The poem opens, “Go placidly amid the noise and haste,” and already you feel the invitation to step out of the frenzy. Sound familiar? Scroll through the news, stand in a checkout line, or open a social media app. Noise and haste are our new normal. Max Ehrmann, who penned those words around 1927, was not trying to make a hit poem. He was an attorney-turned-poet, quietly writing in Terre Haute, Indiana, reflecting on how to live in integrity with oneself and others.
There’s something almost Taoist about Ehrmann’s work. He prized simplicity, nature, kindness. He did not preach. He observed. His lesser-known poems—I Go My Way, Love and Faith—are soft declarations of a soul refusing to be swept up in the madness of material ambition. He reminds us that peace isn’t somewhere we arrive; it’s how we travel.
I still hand out a printed copy of Desiderata to every student at the end of class. It feels like passing on a candle, something quietly illuminating. Some take it home and frame it. Others tuck it into a journal or leave it on the fridge. But every once in a while, someone tells me it helped them through a hard week, a hard year, or just a hard Tuesday. And I think: yes, this is why it still matters.
Recently, I came across an excerpt from one of Ehrmann’s other poems, and to my own surprise, I realized I had never truly explored the rest of his work. Like many, I had let Desiderata stand alone, unaware of the quiet treasures nestled in the folds of his lesser-known writings. What I discovered moved me deeply. There is a gentle radiance to his voice—soft-spoken truths that seem to float just above the noise of modern life.
In I Go My Way, he writes: "All round is haste, confusion, noise. For power and wealth men stretch the day From dawn till dusk. But quietly I go my way."

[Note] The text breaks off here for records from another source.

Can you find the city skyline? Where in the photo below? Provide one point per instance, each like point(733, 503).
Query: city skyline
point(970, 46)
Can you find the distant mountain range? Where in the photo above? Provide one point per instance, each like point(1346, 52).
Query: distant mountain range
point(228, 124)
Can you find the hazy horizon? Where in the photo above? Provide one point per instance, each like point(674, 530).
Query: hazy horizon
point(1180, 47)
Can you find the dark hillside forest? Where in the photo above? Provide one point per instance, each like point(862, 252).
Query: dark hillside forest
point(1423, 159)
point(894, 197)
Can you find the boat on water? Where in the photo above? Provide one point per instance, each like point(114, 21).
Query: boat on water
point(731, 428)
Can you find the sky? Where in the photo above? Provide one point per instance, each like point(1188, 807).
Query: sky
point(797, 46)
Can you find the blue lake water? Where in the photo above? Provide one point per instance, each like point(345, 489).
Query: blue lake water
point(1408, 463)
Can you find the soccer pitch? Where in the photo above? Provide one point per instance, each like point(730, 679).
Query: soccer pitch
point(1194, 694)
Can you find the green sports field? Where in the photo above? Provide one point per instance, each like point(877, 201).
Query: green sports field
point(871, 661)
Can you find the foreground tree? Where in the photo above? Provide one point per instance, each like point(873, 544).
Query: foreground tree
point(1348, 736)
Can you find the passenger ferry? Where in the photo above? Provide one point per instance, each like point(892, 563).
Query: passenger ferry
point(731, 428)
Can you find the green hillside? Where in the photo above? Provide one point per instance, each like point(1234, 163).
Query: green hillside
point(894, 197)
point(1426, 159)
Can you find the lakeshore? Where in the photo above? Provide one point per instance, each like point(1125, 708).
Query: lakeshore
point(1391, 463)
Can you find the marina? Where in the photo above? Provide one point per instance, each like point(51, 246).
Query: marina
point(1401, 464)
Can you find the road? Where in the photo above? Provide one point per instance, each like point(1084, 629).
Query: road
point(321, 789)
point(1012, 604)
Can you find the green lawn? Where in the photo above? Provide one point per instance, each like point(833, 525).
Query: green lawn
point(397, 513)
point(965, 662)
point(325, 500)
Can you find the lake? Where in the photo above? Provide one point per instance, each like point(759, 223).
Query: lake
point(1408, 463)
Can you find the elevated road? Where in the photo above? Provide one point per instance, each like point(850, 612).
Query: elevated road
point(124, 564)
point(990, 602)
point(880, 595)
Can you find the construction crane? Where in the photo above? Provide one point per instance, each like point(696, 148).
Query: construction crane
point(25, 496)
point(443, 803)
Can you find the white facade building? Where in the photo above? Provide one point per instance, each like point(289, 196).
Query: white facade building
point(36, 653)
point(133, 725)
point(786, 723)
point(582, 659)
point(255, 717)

And in a piece titled Love and Faith:
"You are not poor if you love something, someone, humanity maybe, and have faith that you will somewhere, sometime, be satisfied, though you know not how."
Another gem, A Remedy Much Desired, offers this tender balm:
"Let us lay down this heavy load; And, side by side, far from the town, Drive on some lovely country road; And, wondering, watch the sun go down."
What a gift this sweet man has left us. His words are not for the history books alone—they are for us, now. For those navigating modern confusion with ancient hearts. For anyone longing for a bit of grace in the middle of their busy, beautiful, aching life.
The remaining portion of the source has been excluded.